Everyone knows about the benefits of working your muscles for health and strength, but the trend to flex your mental muscle is on the rise, with trend spotters predicting a ‘global brain health movement’ this decade, as people become more aware of the importance of taking care of their grey matter. Good health isn’t just about taking care of our bodies, it’s also about taking care of our minds.

Sunraysia has developed a 7-Day Brain Fitness Challenge to encourage Aussies to take seven days to stretching and strengthening our grey matter. Or 7-Day Brain Fitness Challenge comprises seven quick activities – such as doing a crossword puzzle or learning a phrase in a different language – designed to be easily incorporated into your busy day along with drinking Sunraysia Blueberry Juice.

Why Blueberries? Widely referred to as “brain berries”, this super fruit has been dubbed by nutritionists as an antioxidant powerhouse with studies showing blueberries can boost your memory, improve your eyesight, look after your heart, and protect your brain. Recent emerging research has even revealed that drinking blueberry juice every day can help improve memory function by 40 per cent in adults!

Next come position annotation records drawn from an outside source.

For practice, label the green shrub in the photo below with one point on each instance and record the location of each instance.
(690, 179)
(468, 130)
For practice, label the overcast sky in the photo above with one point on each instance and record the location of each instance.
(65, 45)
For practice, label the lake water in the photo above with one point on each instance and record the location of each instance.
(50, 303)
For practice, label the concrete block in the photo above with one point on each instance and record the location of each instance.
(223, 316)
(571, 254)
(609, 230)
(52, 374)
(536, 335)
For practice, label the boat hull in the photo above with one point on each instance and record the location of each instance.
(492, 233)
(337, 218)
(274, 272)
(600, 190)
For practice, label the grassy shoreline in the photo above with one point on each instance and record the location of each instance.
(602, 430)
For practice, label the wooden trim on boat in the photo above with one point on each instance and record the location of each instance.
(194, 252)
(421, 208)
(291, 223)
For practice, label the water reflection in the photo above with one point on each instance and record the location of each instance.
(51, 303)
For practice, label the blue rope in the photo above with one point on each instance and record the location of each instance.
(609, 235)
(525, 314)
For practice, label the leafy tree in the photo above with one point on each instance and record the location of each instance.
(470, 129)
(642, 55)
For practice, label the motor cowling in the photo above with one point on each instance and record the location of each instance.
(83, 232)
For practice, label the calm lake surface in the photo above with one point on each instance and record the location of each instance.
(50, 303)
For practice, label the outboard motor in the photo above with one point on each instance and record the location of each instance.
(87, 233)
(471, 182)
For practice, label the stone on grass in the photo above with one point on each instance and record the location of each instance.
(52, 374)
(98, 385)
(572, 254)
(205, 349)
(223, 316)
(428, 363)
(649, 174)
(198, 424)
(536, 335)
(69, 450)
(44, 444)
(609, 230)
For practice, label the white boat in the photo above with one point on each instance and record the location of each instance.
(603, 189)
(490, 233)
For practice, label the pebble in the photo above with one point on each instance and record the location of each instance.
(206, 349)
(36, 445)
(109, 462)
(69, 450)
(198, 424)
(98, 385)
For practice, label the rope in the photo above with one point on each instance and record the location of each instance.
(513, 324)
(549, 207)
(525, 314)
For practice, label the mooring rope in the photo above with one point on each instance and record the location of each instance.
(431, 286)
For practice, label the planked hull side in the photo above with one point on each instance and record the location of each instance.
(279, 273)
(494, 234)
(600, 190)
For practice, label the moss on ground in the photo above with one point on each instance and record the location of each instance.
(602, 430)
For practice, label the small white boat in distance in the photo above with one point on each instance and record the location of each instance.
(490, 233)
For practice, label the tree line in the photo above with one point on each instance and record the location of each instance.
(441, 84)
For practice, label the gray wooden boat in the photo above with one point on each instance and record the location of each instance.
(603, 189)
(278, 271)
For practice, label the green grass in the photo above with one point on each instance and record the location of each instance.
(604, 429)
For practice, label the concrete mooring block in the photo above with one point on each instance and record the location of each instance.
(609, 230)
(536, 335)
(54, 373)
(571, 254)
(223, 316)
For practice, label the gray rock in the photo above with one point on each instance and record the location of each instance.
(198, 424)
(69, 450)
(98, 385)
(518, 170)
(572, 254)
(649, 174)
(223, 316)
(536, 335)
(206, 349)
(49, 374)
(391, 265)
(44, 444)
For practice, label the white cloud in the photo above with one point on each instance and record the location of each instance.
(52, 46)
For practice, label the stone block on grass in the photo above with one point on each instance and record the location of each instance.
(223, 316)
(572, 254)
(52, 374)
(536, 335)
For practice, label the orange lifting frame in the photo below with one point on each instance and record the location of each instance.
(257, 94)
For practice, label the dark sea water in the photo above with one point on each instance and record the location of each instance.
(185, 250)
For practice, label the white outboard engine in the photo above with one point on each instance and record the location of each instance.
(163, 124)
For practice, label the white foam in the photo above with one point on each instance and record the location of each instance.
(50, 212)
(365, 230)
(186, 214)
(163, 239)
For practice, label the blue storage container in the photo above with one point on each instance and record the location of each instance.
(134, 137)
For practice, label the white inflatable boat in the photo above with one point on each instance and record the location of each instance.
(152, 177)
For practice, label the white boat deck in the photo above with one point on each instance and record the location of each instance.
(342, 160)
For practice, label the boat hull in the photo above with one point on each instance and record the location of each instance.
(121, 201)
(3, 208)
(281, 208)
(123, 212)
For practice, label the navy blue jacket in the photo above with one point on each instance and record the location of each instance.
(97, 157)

If you jump on over to the Sunraysia site and are one of the first 300 to sign up for the challenge, you will receive cash back on two 750mL bottles of Sunraysia Blueberry Juice.

We also have a copy of Dr Kawashima Train Your Brain book to give away to one lucky reader, just let us know in a comment bellow…What is the worst thing you have forgotten?
It’s that easy. Entries will close Friday 7th May.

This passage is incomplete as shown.